FIG. 5. — varO rNTSDBL1α₁ recombinant protein elicits surface-reacting and rosette-disrupting antibodies. (A) The soluble rNTS-DBL1α₁ recombinant protein (3.5 μg, 58 kDa) was loaded on a 10% SDS-PAGE gel under reducing conditions and stained with Coomassie blue. Lane 1, molecular mass standards; lane 2, rNTS-DBL1α₁ recombinant protein. (B) The reactivity of *Saimiri* sera (open bars), including *Saimiri* nonimmune sera (Saim. NIS) and immune sera (Saim. Anti-varO and Saim. Anti-varR), and human sera (filled bars), including pools of human hyperimmune sera from adults living in Dielmo (Human HIS) or non-malaria-immune European blood donors (Human NIS), was tested by using ELISA and the soluble varO rNTS-DBL1α₁ domain.
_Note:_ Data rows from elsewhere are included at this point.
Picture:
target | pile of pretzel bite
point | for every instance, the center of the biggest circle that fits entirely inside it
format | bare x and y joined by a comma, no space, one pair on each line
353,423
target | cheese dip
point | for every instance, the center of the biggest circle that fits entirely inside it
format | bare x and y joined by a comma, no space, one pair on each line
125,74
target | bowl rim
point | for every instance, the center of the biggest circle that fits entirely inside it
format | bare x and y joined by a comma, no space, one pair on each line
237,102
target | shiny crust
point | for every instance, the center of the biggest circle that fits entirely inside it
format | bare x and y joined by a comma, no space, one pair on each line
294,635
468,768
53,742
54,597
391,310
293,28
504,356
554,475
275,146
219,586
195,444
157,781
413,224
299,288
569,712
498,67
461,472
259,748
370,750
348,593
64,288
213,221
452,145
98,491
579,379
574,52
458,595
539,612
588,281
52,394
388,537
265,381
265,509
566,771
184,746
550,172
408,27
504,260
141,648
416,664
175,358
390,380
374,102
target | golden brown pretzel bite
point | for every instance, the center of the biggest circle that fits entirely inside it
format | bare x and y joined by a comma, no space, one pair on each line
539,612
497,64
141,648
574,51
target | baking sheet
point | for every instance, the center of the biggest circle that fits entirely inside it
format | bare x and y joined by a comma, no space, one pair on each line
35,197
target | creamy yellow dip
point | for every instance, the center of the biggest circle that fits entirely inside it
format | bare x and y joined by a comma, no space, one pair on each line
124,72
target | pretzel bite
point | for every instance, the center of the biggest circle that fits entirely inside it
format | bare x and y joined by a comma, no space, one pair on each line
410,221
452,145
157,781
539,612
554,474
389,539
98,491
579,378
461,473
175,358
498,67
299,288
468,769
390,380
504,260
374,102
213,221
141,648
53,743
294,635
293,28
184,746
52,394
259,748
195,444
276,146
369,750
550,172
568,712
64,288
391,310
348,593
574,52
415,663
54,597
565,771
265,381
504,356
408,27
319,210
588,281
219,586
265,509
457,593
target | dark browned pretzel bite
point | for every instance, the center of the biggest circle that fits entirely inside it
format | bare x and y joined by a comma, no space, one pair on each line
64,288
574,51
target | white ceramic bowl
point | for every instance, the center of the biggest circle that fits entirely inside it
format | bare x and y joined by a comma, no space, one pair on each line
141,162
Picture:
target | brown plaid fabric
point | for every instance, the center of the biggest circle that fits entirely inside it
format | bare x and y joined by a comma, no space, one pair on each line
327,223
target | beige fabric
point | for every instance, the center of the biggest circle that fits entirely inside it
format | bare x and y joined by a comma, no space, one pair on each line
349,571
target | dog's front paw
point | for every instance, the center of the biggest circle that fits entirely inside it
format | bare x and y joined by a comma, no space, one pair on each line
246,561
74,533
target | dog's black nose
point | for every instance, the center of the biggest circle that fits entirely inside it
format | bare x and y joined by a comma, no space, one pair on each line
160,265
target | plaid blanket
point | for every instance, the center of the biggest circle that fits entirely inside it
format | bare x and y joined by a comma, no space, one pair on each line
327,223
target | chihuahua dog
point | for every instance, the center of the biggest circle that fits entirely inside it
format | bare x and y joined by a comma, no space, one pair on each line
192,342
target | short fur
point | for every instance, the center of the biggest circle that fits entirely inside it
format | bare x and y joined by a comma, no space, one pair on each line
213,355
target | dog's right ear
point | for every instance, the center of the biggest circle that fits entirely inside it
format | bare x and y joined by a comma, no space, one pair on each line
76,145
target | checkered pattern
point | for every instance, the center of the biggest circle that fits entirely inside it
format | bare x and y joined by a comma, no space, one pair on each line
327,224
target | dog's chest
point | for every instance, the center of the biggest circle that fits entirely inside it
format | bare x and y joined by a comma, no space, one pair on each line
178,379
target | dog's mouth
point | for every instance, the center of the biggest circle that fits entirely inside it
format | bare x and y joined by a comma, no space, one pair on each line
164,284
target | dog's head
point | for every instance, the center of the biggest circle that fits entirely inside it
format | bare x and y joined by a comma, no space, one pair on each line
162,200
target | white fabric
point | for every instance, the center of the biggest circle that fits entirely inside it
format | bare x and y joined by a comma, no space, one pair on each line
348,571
The optical densities are indicated. The results are representative of three independent experiments. (C to E) Soluble rNTS-DBL1α₁ and rDBL3γ732 domains were used to immunize groups of five outbred (OF1) mice. The pools of preimmune, anti-rNTS-DBL1α₁, and/or anti-rDBL3γ732 mouse sera were then analyzed using ELISA (C), S-IFA and flow cytometry (D), and the rosette dissociation assay (E). (C) Titration of anti-rNTS-DBL1α₁ sera on the rNTS-DBL1α₁ recombinant protein by ELISA. Twofold serial dilutions were prepared, ranging from 5 × 10⁻³ (1:200 dilution) to 2 × 10⁻⁸ (1:52,428,800 dilution). The pool of preimmune sera, which was used as a control, was negative. (D) Representative results obtained for titration of preimmune, anti-rDBL3γ732, and anti-rNTS-DBL1α₁ antibodies with live varO-iRBC by S-IFA and flow cytometry. For each dilution tested, the percentage of surface-positive varO-iRBC was calculated. The left inset shows a representative histogram obtained by flow cytometry (FL1, anti-human IgG Alexa Fluor 488 staining; FL4, Hoechst dye staining of varO parasite culture); varO NTS-DBL1α₁-positive cells are indicated. The right inset shows S-IFA staining of varO-iRBC visualized by epifluorescence microscopy. (E) Rosette dissociation assay results obtained after incubation of varO rosettes (>90% rosette-forming parasites) with serial dilutions of preimmune, anti-rNTS-DBL1α₁, and anti-rDBL3γ732 mouse sera. The percentage of rosetting parasites in the presence of preimmune sera was used as the reference. The rosette dissociation capacity of each antiserum pool is indicated. Each assay was performed in duplicate.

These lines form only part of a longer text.